While far from deciding humanity’s fate at this point, the information gathered thus far gives us an indication of the extent to which man and machine may cooperate in the near future, on everything from transportation systems to economics.
The team is trying to expand the comfort zone of existing AI agents in a variety of ways, most recently through two distinct game types that draw heavily on elements from game theory.
In the first game, the two agents must compete to gather as many apples as possible, a straightforward premise centered around scarcity and cooperation. The more plentiful the apples, the more likely the players were to cooperate or, at least, leave the other alone.
However, there is a twist: both players are armed with a ray gun and can stun the other player at any time, immobilizing them for a brief period, allowing the aggressor to gather more resources unimpeded. This is classified as a ‘complex behavior’ within the game, as it requires more computing power, thought, or effort to carry out, as opposed to a singular directive such as a collecting apples.

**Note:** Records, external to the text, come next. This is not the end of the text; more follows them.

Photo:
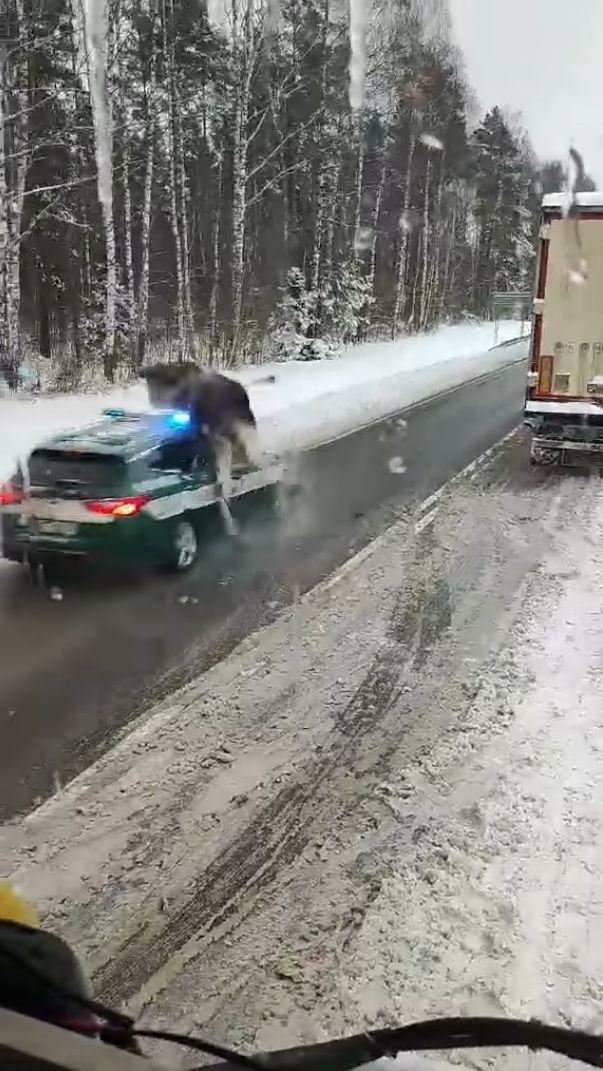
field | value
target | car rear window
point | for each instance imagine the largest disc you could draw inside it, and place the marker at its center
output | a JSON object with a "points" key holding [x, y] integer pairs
{"points": [[75, 473]]}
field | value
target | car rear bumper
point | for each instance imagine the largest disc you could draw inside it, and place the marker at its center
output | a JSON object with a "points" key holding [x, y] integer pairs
{"points": [[125, 544]]}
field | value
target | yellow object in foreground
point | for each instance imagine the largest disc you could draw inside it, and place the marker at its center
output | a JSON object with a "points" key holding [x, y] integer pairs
{"points": [[13, 908]]}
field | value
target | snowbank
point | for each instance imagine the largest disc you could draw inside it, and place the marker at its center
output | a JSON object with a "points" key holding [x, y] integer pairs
{"points": [[299, 404]]}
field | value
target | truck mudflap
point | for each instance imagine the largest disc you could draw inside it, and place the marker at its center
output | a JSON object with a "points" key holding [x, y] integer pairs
{"points": [[568, 452]]}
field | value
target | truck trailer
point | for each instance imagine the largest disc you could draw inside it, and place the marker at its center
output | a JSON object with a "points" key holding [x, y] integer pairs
{"points": [[564, 392]]}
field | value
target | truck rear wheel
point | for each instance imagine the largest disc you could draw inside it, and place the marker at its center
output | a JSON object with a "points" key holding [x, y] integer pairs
{"points": [[543, 455]]}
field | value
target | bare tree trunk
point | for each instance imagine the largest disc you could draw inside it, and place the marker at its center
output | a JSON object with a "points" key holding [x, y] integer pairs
{"points": [[333, 175], [180, 319], [4, 209], [182, 186], [438, 231], [321, 177], [142, 302], [359, 177], [15, 177], [96, 46], [215, 257], [242, 39], [127, 245], [448, 258], [400, 302], [425, 244], [375, 238]]}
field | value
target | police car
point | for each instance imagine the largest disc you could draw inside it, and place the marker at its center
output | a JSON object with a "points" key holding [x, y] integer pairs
{"points": [[136, 488]]}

The DeepMind team found that the greater the level of intelligence applied (or larger the neural network supporting the software agent), the more aggressive the software agents became.
The second game, the Wolfpack game, involves hunting for prey for a reward. The twist here is that other wolves in the surrounding area also receive a reward for a successful hunt. The more wolves within the designated area, the greater the reward each wolf receives.
This game rewarded cooperation (the complex behavior in this instance) far more than the apples game, regardless of how intelligent the participants were.
The researchers believe that there is a propensity towards the more complex behaviour in each game, especially as agents become more intelligent i.e. aiming at and zapping an opponent and cooperating for greater rewards in each game.
Leibo emphasized that in the current round of experiments, none of the software agents had a functioning short-term memory, and thus could not make inferences on other subjects’ behavior based on past experience.
“Going forward it would be interesting to equip agents with the ability to reason about other agent’s beliefs and goals,” he said.